Plain Talk
By Mursi Saad El-Din
Whenever I listen to classical music I always go back to the time of my university years. My tutor Dr Lewis Awad formed a Gramophone Society which aimed at introducing us, his students, to classical music. The first piece he played for us was Rimsky-Korsakov's Scheherazade. The old record went on and on on the gramophone which was Dr Awad's, brought in especially for these occasions.
I must admit that it took me some time to really enjoy the music. My ears, like all oriental ears, were attuned to the three quarter- tone of our Arabic music. What made me and my colleagues enjoy Scheherezade was the apparent oriental motifs it contained.
When we finished listening to Korsakov's masterpiece, it was time for commentary by Dr Awad. Music, he said, transcends any limits on ability, nationality, religion or language. It is the most magical act of communication. It didn't matter, he said, that we had no knowledge of the technicalities of music. Awad further asked us to write an essay about our experience listening to Scheherazade. He also asked us to try and draw our impressions since he wanted us to appreciate the relationship between the different arts.
That was how my experience with classical music began, initiated by a leading intellectual of our times. My love for classical music was further entrenched by a series of radio talks by Dr Hussein Fawzi, yet another leading intellectual of our times. He admirably succeeded in explaining the different forms of classical compositions, the sonata, the symphony, the prelude, the cantata. He also introduced us to the music of Beethoven, Brahms, Handel, Elgar and others.

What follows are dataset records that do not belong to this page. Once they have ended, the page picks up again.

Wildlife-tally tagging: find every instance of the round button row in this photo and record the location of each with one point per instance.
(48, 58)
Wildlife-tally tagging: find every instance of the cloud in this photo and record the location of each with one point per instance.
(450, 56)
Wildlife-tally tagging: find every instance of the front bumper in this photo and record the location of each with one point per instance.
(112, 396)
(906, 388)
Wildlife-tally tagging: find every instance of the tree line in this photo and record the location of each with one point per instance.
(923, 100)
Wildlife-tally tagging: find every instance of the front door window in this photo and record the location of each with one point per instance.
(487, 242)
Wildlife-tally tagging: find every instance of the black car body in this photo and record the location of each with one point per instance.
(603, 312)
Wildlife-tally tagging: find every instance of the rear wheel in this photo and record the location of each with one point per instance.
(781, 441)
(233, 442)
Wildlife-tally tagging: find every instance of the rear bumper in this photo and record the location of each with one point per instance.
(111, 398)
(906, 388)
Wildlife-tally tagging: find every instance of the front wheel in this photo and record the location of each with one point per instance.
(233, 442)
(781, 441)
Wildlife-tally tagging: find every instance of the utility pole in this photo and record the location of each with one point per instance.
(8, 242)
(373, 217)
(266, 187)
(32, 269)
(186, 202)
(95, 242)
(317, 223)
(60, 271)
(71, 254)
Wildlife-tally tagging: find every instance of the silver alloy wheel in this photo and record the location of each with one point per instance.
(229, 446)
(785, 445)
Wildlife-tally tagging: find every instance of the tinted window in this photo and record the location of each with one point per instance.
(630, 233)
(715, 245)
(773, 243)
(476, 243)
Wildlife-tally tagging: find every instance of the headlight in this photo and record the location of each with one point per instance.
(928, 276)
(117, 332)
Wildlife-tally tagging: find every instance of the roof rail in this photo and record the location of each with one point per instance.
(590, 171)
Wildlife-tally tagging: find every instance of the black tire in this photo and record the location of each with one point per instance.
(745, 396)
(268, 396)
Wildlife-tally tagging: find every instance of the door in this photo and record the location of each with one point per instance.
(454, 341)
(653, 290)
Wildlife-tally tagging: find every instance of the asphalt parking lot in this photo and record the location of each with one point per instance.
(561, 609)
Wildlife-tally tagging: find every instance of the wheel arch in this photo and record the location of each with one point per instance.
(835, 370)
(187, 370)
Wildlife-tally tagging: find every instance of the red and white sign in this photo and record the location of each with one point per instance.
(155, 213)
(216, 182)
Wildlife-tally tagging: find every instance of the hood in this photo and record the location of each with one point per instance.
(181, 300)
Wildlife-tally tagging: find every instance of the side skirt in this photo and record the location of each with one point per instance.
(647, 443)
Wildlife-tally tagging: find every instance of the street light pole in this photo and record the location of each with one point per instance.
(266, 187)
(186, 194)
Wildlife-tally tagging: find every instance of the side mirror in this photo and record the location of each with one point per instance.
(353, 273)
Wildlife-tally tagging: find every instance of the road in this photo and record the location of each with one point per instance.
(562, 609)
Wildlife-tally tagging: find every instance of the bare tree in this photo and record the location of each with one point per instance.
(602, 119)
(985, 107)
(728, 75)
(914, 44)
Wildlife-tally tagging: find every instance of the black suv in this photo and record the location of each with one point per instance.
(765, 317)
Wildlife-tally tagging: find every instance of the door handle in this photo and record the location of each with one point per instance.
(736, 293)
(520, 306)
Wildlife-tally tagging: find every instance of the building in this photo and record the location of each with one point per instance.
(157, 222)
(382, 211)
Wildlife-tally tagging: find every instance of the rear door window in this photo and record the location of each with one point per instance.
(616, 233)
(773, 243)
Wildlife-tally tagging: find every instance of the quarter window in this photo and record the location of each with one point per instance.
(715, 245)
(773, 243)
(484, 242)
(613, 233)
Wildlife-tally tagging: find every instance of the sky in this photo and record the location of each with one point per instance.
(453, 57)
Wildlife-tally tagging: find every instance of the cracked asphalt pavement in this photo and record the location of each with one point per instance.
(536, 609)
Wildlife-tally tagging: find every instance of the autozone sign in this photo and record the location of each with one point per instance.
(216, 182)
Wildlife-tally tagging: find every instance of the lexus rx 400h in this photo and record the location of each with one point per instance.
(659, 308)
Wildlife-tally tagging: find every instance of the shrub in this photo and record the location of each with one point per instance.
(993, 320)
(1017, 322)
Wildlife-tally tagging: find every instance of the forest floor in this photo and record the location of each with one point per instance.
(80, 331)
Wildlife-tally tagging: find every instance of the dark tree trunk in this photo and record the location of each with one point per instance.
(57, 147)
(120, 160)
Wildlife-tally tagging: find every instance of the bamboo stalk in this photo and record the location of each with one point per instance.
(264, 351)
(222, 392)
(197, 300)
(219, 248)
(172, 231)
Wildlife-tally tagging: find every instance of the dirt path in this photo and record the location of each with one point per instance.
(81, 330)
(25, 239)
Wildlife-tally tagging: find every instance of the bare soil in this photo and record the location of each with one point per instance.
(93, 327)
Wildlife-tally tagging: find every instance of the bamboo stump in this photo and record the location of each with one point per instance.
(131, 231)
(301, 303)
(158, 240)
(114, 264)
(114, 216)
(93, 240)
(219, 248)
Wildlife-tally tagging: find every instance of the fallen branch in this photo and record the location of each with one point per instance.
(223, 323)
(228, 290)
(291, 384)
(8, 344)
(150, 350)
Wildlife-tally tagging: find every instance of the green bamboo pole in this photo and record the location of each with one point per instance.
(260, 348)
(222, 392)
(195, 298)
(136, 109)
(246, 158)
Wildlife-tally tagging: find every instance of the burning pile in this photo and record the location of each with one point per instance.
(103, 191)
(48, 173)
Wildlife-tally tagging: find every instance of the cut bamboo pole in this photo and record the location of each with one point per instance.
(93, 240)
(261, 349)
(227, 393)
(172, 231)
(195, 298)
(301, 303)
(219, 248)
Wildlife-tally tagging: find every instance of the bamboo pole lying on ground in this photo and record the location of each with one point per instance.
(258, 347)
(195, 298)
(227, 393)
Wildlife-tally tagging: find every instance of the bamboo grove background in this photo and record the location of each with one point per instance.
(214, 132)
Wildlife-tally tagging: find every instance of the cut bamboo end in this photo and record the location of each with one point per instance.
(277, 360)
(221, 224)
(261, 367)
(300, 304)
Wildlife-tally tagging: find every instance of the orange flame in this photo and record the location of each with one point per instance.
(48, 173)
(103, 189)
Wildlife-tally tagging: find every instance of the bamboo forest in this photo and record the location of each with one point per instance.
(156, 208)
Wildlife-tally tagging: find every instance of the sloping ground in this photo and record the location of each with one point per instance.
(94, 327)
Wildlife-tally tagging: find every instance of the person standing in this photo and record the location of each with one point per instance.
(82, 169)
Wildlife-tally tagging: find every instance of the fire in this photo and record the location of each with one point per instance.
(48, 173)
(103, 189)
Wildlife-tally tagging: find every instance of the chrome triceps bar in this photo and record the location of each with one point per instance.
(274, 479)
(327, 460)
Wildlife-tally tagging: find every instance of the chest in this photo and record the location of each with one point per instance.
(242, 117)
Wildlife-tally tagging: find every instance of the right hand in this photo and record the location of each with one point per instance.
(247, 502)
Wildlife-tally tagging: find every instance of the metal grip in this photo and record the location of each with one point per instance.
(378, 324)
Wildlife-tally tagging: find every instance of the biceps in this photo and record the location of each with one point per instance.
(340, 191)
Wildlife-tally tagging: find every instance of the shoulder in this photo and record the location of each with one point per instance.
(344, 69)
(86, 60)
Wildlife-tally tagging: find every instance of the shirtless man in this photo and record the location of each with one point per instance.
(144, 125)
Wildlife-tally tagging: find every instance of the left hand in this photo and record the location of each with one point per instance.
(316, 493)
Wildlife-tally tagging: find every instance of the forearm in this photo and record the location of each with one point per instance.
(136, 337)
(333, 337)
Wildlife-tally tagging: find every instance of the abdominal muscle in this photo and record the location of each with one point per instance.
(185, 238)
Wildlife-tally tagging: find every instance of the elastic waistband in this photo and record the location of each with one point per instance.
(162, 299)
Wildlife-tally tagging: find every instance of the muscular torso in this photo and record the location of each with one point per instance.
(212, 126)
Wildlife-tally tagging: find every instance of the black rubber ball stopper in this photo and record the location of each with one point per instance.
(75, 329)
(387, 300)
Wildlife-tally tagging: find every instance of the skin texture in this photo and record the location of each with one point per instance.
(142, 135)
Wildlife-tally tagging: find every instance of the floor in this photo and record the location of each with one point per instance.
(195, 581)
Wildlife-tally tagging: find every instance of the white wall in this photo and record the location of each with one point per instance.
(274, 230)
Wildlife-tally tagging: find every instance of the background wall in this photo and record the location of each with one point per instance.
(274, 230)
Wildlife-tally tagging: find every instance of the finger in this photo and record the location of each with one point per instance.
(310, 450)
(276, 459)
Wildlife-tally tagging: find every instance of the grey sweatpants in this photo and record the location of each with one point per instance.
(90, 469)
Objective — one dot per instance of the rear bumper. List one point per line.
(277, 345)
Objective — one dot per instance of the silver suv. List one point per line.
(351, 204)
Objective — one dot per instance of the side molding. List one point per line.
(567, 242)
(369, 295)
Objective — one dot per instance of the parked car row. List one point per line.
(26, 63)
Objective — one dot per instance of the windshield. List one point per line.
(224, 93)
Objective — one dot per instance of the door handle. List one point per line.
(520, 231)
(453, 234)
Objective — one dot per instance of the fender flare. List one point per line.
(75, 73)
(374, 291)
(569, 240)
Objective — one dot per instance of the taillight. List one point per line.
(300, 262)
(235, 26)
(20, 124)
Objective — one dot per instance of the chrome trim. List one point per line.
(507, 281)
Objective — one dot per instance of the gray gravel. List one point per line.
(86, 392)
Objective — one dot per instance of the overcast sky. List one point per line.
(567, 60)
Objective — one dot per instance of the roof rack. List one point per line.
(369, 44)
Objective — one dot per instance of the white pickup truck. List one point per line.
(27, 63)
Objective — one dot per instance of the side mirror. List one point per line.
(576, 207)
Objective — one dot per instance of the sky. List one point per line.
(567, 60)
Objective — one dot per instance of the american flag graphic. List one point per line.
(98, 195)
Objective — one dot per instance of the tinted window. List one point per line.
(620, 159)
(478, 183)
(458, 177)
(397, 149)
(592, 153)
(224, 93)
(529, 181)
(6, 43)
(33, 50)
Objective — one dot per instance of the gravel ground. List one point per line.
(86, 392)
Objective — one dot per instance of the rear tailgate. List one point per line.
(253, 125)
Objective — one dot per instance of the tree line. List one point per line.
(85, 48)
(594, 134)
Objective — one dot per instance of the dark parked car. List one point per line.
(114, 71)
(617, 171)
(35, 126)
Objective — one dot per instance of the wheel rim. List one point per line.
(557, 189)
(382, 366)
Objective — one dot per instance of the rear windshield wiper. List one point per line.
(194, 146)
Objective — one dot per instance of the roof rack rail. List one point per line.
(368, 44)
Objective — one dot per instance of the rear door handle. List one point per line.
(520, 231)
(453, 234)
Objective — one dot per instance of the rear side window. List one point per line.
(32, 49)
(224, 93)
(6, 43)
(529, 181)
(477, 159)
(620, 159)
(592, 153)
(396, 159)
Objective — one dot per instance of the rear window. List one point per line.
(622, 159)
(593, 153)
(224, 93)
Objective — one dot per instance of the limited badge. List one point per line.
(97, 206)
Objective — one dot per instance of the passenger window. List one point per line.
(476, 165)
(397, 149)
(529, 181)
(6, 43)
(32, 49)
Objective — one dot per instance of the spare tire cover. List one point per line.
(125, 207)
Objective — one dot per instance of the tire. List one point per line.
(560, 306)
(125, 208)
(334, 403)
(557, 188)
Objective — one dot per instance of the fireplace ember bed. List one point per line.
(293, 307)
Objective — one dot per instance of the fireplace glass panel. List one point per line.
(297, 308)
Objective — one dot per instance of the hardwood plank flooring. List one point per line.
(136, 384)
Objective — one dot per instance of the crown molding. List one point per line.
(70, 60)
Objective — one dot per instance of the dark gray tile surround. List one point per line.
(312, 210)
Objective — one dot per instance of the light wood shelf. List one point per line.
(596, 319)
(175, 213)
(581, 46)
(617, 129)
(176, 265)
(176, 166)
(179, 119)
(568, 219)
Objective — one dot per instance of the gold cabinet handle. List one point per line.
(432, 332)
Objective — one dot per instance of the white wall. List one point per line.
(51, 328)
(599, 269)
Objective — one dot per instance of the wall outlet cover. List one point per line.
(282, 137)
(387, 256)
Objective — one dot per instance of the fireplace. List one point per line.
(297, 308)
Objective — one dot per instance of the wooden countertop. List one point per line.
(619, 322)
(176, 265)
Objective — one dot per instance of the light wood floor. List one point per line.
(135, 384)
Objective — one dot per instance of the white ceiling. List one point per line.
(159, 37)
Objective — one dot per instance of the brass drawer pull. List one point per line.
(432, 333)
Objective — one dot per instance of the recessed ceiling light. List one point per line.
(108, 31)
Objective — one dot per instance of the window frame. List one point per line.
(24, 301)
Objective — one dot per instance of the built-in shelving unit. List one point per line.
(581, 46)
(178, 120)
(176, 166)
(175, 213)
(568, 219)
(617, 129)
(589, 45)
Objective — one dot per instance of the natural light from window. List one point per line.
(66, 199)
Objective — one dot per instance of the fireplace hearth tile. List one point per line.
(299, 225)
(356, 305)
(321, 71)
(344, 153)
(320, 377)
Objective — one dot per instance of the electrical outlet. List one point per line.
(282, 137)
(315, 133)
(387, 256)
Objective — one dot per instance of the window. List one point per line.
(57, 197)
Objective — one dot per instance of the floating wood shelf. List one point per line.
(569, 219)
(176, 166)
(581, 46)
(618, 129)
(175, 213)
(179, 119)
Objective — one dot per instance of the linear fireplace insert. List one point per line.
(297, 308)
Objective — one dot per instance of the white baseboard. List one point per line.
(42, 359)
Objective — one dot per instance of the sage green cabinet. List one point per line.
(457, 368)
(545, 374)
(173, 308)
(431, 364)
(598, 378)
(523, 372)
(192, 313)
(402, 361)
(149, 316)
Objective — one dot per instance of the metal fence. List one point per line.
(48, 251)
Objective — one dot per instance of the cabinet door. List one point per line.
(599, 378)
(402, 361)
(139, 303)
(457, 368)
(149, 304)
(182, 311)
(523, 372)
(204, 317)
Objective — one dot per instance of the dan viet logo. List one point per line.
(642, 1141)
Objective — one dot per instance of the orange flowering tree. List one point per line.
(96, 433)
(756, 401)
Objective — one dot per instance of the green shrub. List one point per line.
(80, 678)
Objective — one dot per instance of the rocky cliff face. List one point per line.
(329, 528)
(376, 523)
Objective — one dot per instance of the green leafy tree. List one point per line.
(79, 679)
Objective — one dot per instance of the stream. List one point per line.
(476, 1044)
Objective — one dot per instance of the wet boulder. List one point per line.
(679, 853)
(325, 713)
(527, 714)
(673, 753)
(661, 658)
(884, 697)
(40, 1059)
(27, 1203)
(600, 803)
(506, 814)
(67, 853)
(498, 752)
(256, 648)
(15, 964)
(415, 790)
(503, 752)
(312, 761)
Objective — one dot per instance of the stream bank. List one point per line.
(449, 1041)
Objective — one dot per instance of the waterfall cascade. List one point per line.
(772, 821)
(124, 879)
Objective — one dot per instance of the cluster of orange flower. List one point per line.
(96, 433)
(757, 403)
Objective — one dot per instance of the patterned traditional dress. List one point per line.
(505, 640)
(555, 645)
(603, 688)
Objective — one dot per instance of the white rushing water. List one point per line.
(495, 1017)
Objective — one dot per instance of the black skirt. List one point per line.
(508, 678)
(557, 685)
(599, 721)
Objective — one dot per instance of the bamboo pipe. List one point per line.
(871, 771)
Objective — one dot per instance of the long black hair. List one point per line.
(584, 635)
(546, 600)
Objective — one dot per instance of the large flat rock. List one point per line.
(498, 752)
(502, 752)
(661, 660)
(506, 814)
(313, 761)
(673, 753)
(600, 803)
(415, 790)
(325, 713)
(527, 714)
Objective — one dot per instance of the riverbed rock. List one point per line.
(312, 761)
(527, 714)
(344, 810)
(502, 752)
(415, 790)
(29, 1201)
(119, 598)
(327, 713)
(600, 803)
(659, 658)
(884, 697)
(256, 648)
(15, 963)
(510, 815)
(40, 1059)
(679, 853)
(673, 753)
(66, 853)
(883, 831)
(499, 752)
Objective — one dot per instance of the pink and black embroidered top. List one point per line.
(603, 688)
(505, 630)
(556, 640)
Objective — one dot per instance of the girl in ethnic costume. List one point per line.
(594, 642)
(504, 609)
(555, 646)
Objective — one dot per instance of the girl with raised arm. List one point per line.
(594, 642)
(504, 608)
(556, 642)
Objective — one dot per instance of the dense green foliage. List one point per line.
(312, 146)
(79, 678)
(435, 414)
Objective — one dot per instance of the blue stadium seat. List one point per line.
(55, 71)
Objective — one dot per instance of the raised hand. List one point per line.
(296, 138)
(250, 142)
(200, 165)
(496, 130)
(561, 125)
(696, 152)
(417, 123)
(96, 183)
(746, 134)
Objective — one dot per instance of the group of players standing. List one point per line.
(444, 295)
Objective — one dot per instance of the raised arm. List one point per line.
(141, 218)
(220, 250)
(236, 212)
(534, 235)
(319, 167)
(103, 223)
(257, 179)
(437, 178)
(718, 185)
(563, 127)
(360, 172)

I was reminded of those times when I read an article in the Observer Review by the writer and broadcaster Armando Iannucci who won the award of the Royal Philharmonic society. The article is entitled 'Classical Music, the love of my life'. In it he traces his love of classical music from the moment, aged 11, when he attended his first musical appreciation lesson. So his career in music began as a listener. Soon he was borrowing records from a public library only yards down his road.
He began with Beethoven, then Mahler and Bach. Iannucci describes listening to classical music as a journey, not a state, "an activity, not a meditation". Music, he says "is not a background noise. It's something you bring into the foreground of your experience, by engaging with it, by doing some work". He believes that people do not talk enough about music. They should talk about their experience of classical music, and following a concert, they should discuss "how lucky we are".
There's no way anyone is ever going to fully know music, but, he goes on to say, "I do think there's now an obligation to allow as many people as possible to know as much about it as they can." Music should become more accessible. This, however, does not mean that the classical music industry has to start talking in the language of the street "going on about how Beethoven was a crazy guy, and Wagner made action movies". It's about "developing a language that talks to the audience, aware of their intelligence and appetite, but also recognising that they will have questions that need answering".
When I finished reading the article, memories of my first experience of listening to and seeing a piece of music performed live came rushing back. Watching a performance while listening gives more credence to the music. Watching the movement of the conductor's baton, the communal movement of the strings, the role of the leader -- it's an intricate language that only performers can understand, and which an attentive audience can eventually begin to grasp.